Self-soothing may be the most important thing you can teach your children. The key to maximizing happiness is the ability to calm yourself and control your thoughts and emotions.
What Is Self-Soothing?
Self-soothing is the skill of emotional control. It is calming yourself down, all by yourself. It is thinking, feeling and doing things that nudge and force you to be calm and relax. Sometimes a nudge is enough. Sometimes brute force is required to gain emotional equilibrium.
Self-soothing is often mentioned in developmental psychology. Parents are encouraged to help their babies to learn calm themselves, instead of crying themselves to sleep. Crying yourself to sleep is no fun for anyone. Learning how to get to sleep is a win-win.
Why Teach Self-Soothing?
Babies don’t come with the ability to control their emotions. They have to be taught how to go from high gear to coasting. They have to learn how to settle down. They don’t know how to handle too much excitement or how to prevent becoming overly tired. They get wound up but have to learn how to unwind.
Self-soothing is most noticed at night but needs to be learned in the day time. Some parents rush their baby around all day and then expect her to calmly go to sleep at night. They don’t realize that it is their responsibility to teach their child how to calm down.
How Teach Self-Soothing?
The first step is to lengthen the amount of time between fussing and picking up. If your baby is playing by himself and gets upset, talk to him. Say “Oh, wow. That toy hit you in the nose, didn’t it.? Be up-beat. Give them a moment to handle things on their own. As they progress, give them more time for self control.
Parenting is the constant process of letting your children need you less. So start when they are young. Give them a little time to orient themselves. Gradually, give them more time to control themselves and their environment. The trick is to give them enough time to succeed but not enough time to fail.
The second step is to create a routine for nap time. Don’t just plop them down and expect a nap. Naps should be multi-step routines. Infants love set routines.

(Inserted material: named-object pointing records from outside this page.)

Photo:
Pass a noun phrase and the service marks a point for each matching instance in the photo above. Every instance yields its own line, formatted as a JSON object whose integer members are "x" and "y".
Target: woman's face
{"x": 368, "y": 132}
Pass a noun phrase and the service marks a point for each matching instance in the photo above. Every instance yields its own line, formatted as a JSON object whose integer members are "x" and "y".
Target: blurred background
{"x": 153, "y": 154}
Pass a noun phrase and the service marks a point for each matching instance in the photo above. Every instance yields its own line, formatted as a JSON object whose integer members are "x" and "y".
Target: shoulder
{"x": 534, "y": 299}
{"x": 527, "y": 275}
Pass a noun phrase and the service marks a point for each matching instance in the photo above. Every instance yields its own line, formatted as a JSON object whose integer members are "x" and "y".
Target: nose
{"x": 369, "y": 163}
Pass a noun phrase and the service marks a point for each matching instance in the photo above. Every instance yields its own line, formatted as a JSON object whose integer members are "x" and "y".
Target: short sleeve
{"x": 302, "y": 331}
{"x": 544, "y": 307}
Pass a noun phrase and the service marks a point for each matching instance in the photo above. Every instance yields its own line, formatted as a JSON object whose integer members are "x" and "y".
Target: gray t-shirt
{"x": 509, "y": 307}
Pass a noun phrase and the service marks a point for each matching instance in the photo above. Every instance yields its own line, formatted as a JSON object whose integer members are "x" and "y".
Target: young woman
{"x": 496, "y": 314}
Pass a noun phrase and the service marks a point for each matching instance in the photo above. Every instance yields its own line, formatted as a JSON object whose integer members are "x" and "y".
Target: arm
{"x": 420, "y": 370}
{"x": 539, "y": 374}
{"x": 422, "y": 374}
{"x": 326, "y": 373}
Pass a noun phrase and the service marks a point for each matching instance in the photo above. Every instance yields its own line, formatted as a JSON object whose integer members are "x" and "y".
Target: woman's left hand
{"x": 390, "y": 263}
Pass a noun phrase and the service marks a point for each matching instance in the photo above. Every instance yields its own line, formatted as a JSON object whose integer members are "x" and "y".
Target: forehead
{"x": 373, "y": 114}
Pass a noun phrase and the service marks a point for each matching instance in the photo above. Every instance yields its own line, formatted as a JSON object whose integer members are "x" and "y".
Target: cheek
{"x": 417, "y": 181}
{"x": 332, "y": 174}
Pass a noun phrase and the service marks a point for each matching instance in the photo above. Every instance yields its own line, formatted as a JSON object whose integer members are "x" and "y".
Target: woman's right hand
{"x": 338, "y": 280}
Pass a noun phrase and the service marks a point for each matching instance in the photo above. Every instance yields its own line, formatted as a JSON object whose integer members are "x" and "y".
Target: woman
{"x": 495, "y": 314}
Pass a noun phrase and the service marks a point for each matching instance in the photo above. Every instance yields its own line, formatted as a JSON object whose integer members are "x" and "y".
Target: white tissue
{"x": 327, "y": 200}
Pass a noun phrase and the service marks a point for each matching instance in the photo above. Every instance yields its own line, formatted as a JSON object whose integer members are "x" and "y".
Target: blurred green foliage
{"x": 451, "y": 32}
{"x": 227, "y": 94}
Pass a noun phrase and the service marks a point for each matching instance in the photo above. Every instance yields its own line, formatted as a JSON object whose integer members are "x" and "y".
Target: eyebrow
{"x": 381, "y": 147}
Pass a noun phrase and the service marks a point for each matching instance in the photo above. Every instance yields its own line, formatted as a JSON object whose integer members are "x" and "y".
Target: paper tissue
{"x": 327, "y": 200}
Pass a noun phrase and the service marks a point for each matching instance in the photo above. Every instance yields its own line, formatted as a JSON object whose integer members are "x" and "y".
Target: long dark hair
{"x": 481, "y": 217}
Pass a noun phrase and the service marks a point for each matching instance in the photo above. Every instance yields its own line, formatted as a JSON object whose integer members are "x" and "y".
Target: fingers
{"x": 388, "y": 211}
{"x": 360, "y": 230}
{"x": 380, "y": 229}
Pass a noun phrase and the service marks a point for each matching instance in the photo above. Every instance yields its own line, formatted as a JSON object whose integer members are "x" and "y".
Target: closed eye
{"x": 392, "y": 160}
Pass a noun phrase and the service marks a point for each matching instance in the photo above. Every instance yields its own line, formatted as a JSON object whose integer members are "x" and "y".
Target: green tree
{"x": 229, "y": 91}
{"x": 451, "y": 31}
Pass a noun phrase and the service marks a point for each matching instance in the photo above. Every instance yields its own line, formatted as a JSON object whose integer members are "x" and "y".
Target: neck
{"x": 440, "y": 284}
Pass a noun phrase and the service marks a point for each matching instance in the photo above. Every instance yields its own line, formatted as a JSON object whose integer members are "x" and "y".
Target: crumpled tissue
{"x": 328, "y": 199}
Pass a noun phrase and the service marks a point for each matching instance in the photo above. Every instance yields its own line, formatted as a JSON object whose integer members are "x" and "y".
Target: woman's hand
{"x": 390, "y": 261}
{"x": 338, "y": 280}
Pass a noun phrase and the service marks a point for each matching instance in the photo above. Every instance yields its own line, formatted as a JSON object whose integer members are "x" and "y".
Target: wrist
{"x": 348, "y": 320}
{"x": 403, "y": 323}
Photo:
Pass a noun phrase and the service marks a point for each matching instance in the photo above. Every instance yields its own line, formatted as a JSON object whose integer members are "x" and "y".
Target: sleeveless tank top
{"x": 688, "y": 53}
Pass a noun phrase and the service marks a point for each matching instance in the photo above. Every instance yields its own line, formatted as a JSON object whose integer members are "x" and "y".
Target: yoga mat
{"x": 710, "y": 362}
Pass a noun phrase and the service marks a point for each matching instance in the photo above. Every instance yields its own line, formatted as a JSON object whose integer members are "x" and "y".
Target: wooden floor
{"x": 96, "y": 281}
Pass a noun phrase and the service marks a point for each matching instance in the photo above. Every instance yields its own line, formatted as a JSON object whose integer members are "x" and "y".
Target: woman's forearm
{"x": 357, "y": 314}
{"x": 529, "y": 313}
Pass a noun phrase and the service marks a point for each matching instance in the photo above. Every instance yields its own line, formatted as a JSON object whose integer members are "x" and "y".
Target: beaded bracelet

Parents get bored by them but not kids. For children, routines are like seasonal markers or family traditions, on a much smaller scale. Traditions and routines are predictable and comforting.
Do the same things you’d do for bedtime. Read a story, sing a song, whatever. What you do is less important than how. As long as the activities are calming and done in the same order every time, a nap routine will be a hit.
The third step is to gradually introduce it at bedtime. Get the day schedule set and then work on the night shift.
It’s okay to take your time. You have to wait for their brains and tummies to grow. Typically, babies don’t sleep through the night until they are three months old or weigh 12 pounds, whichever comes first. The weight is an indicator that they have enough food stores to make it through the night. Newborns can’t store enough food to last more than 3-4 hours, which is why they need constant feeding. The three months is so the brain has enough time to develop stable sleep patterns. Learning to self-sooth and sleep through the night takes time and routines.
When you are setting up a routine for an infant, make sure it makes sense. They are just like you but with fewer words. Use your experience to help design their own morning and evening routines.
Have a routine for getting up, a routine for getting breakfast, and a routine for getting dressed. Use a checklist to make sure all the steps have been taken. And practice it every day (weekends too), in the same order, every time.
Establish routines for after school, for getting ready for dinner and for getting ready for bed. Have a time for studying, music, art, turning off electronic screens, reading, relaxing, and getting sleepy. Make a logical progression from busy to calm. Create and maintain a de-activation routine.
NOTE: The same process will work for you. Set up get going in the morning and disengagement after work routines. Be nice to yourself. Learn to calm yourself.